The facts surrounding Kitty Genovese's violent death are questioned and reexamined in a new documentary "The Witness." Time Warner Cable News film critic Neil Rosen filed the following review.

In March of 1964, 28-year-old Kitty Genovese was stabbed to death in the middle of the night on a street in Kew Gardens, Queens. According to a front page story that ran back then in The New York Times, 38 people watched her being murdered from their apartment windows, and despite her screams for help, not one person did anything to help her. This reported incident of "bystander apathy" alarmed the nation.

First-time filmmaker James Solomon, along with Kitty's brother Bill, do a diligent job, spending 12 years trying to find out the real truth.
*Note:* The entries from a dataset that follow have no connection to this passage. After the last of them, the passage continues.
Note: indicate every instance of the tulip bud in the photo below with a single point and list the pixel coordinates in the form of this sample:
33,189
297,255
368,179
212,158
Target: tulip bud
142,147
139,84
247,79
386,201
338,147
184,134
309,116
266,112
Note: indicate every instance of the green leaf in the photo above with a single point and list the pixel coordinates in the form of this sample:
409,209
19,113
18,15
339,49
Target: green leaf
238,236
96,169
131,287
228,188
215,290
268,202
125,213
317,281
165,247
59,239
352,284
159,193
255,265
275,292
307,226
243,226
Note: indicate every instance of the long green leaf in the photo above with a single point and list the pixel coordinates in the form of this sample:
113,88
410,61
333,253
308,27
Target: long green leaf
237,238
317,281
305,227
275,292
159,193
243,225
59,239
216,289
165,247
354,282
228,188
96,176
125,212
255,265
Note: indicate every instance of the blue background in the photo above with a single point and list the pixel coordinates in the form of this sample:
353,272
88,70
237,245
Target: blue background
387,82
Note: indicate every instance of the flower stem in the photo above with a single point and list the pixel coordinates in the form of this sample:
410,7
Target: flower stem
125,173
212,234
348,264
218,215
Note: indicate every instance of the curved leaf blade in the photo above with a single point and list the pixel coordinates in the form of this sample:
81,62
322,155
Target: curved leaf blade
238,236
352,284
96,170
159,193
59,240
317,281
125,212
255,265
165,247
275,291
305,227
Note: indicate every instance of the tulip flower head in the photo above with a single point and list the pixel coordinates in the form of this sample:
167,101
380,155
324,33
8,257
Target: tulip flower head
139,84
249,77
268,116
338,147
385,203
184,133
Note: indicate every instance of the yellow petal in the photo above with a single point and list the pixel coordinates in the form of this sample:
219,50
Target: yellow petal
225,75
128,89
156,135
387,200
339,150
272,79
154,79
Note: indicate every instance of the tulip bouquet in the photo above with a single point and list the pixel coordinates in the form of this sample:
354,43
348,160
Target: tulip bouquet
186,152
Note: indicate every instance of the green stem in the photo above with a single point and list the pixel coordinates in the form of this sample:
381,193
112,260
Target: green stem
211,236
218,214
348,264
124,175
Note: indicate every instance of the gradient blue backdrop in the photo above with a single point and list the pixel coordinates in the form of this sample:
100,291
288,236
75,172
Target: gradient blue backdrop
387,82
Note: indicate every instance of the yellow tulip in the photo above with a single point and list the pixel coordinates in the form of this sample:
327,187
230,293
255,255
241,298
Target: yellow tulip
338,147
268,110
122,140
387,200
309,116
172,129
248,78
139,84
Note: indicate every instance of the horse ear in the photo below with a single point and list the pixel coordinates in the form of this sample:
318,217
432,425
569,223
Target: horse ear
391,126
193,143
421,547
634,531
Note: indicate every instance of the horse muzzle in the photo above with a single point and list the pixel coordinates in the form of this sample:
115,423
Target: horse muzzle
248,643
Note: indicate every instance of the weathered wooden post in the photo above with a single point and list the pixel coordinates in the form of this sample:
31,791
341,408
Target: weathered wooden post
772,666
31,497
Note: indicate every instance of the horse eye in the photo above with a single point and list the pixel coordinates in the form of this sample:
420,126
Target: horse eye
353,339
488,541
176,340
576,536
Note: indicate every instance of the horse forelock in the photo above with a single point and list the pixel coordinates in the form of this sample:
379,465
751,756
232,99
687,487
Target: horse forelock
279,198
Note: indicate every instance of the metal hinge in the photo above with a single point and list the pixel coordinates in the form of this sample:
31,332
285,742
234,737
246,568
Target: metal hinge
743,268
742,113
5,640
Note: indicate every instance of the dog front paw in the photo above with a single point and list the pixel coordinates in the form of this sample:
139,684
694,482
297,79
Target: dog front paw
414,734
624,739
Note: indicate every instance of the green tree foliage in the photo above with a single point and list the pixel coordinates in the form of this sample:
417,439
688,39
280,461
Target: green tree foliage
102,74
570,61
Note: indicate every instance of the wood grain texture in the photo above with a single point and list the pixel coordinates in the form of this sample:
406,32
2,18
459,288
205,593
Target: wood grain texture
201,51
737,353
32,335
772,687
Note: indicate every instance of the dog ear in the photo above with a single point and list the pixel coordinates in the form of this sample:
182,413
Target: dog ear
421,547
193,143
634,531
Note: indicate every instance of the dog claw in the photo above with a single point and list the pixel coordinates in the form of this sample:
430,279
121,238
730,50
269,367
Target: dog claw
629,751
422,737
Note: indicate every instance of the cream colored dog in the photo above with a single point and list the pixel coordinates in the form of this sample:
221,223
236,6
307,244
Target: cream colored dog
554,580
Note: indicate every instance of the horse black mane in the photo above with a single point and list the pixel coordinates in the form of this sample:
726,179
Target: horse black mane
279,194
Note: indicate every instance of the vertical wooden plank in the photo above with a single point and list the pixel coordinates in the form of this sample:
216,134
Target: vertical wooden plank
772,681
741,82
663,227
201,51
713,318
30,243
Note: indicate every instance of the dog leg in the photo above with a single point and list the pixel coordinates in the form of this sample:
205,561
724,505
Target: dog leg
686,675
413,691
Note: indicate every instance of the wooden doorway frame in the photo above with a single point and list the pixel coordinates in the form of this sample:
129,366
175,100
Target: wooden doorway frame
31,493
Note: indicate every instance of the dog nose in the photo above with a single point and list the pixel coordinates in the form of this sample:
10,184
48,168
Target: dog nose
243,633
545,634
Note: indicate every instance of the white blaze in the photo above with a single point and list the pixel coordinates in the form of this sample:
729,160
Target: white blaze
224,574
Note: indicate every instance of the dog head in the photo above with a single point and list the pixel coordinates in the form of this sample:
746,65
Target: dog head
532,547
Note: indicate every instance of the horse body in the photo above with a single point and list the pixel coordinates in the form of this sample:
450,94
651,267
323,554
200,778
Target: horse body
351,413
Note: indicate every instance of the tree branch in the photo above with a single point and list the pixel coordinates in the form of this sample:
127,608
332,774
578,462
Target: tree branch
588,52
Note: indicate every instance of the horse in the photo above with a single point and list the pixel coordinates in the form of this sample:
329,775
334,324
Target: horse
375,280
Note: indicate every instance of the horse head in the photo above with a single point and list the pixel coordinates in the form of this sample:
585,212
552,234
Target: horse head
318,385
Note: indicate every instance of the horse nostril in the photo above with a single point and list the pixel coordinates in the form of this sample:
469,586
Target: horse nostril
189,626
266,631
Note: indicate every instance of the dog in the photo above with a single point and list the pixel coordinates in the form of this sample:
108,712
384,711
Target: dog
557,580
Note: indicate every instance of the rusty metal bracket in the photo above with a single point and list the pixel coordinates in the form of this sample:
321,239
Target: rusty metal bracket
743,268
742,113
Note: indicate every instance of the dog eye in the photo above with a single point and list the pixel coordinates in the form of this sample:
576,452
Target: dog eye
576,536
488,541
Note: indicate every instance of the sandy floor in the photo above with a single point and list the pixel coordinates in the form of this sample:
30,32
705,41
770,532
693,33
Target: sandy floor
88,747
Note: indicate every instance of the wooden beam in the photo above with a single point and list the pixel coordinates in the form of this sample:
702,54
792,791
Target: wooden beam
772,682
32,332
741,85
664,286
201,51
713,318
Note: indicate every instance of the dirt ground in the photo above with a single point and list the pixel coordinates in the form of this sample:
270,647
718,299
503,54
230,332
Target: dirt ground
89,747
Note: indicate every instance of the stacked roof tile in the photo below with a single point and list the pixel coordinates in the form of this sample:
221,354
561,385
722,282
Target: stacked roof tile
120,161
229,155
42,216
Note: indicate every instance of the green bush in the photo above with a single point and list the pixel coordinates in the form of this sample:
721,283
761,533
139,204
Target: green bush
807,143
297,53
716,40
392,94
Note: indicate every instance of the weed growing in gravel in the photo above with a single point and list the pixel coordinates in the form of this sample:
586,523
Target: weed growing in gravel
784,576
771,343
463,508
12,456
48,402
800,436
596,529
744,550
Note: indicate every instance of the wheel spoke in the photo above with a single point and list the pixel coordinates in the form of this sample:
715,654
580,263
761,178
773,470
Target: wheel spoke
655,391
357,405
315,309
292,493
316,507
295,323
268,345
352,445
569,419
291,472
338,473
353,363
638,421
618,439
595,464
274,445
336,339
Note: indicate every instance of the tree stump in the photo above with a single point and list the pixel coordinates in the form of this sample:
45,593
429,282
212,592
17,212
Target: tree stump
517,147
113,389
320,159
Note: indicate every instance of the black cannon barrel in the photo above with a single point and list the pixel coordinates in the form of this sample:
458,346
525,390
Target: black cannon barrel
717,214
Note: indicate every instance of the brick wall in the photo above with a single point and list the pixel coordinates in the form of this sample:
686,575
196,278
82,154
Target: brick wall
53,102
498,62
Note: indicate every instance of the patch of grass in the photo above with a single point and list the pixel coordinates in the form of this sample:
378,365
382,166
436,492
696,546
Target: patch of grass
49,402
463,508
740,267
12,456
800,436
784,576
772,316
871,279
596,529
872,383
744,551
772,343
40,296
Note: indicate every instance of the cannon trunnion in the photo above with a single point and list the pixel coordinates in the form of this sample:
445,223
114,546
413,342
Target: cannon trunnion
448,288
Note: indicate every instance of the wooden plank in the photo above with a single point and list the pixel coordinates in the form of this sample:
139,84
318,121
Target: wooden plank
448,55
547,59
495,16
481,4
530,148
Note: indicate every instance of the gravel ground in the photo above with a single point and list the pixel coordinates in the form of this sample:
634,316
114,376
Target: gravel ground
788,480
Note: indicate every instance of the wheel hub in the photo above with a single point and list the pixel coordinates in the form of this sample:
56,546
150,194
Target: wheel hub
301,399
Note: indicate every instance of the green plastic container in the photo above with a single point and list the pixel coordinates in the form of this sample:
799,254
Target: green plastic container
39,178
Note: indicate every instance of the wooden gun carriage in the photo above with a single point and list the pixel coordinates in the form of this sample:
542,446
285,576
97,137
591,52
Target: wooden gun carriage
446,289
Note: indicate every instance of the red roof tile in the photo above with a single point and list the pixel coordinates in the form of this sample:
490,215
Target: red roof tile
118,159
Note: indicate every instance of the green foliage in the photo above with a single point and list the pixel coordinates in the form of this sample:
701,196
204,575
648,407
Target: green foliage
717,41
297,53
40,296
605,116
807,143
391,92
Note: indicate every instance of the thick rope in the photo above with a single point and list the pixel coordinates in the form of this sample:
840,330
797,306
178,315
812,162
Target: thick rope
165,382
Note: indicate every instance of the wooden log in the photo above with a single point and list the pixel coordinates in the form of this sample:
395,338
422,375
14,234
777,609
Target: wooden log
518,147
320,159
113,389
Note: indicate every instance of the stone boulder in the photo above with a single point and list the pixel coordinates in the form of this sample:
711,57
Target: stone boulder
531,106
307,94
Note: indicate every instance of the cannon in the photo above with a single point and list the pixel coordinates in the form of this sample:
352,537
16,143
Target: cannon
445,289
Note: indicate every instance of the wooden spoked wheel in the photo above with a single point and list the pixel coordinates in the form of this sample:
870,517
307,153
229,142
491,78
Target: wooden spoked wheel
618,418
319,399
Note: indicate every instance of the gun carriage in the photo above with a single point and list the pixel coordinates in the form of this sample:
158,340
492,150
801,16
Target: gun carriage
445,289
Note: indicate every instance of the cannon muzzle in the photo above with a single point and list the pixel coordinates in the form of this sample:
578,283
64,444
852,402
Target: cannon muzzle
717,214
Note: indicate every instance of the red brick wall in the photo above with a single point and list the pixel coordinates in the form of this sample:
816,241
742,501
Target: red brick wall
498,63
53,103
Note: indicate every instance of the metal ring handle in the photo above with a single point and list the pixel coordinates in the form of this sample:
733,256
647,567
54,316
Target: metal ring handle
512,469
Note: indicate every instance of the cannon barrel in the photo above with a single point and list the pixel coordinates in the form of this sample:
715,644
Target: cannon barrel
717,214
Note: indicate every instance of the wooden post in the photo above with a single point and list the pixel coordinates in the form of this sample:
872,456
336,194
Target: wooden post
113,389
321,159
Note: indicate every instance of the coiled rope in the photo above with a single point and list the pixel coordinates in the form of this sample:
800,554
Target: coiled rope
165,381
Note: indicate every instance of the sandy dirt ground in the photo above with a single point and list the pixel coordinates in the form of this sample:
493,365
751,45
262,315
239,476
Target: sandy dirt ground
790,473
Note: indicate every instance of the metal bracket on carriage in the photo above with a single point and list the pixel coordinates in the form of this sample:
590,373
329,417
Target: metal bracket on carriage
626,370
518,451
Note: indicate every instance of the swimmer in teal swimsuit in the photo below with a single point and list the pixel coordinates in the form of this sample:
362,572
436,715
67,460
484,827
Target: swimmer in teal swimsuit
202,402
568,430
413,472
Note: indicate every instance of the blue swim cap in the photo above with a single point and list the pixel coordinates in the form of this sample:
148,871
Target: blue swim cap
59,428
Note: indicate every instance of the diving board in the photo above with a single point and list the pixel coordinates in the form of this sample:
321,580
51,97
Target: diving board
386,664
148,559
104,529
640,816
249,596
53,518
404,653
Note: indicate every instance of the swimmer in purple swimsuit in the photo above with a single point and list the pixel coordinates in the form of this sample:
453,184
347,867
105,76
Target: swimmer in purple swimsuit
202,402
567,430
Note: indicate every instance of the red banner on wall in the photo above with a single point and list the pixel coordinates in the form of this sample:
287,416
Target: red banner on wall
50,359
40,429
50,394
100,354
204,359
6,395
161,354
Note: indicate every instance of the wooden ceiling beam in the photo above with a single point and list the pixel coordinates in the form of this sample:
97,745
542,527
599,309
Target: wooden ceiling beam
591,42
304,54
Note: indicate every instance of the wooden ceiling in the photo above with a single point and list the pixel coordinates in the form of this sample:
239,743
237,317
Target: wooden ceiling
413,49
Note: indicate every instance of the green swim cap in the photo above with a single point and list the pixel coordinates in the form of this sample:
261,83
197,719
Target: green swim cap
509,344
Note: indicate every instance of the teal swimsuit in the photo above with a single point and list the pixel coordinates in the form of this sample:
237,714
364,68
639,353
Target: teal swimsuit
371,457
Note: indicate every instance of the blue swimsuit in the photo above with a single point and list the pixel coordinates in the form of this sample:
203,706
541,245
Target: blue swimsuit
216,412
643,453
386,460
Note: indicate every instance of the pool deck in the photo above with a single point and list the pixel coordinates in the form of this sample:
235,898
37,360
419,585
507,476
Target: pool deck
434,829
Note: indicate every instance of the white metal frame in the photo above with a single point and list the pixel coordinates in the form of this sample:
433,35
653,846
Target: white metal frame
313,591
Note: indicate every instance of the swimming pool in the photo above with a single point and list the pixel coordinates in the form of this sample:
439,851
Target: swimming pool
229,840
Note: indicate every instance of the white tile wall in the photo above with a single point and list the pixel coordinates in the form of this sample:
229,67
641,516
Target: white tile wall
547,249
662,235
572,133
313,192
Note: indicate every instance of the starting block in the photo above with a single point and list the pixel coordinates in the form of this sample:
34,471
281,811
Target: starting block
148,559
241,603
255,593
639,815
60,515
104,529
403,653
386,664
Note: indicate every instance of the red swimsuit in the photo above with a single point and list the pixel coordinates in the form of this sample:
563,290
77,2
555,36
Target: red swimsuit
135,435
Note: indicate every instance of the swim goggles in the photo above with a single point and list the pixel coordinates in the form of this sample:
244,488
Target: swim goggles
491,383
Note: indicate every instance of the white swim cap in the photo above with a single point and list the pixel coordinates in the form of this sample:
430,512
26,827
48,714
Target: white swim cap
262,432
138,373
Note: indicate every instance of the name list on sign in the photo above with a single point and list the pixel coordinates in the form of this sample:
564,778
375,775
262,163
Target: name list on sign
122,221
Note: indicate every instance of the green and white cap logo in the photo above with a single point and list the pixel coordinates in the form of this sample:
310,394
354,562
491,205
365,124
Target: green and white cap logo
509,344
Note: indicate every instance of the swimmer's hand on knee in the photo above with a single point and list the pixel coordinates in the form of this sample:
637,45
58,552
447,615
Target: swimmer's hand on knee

Tracking down some of the witnesses who are still alive 50 years later and talking to friends and associates of Kitty, they discover some fascinating revelations.

To begin with, there were people who claim they did do something to help her. Some folks called the police, while one woman cradled her barely alive body in her arms waiting for help that never arrived. It turns out that the The Times exaggerated the story just to sell papers.

Her brother Bill, now in a wheelchair, having lost his legs in Vietnam, is as much at the heart of the film as Kitty. Obsessed with finding out the truth, he learns a lot about his sister's life and even talks to Kittys killer's son. For the finale he stages a recreation, with an actress, of that horrific night at the actual scene of the crime - which I found a bit much.

But that aside, it's a fascinating documentary that debunks the myth as it tries to separate fact from fiction and in the process offers up an eye opening history lesson.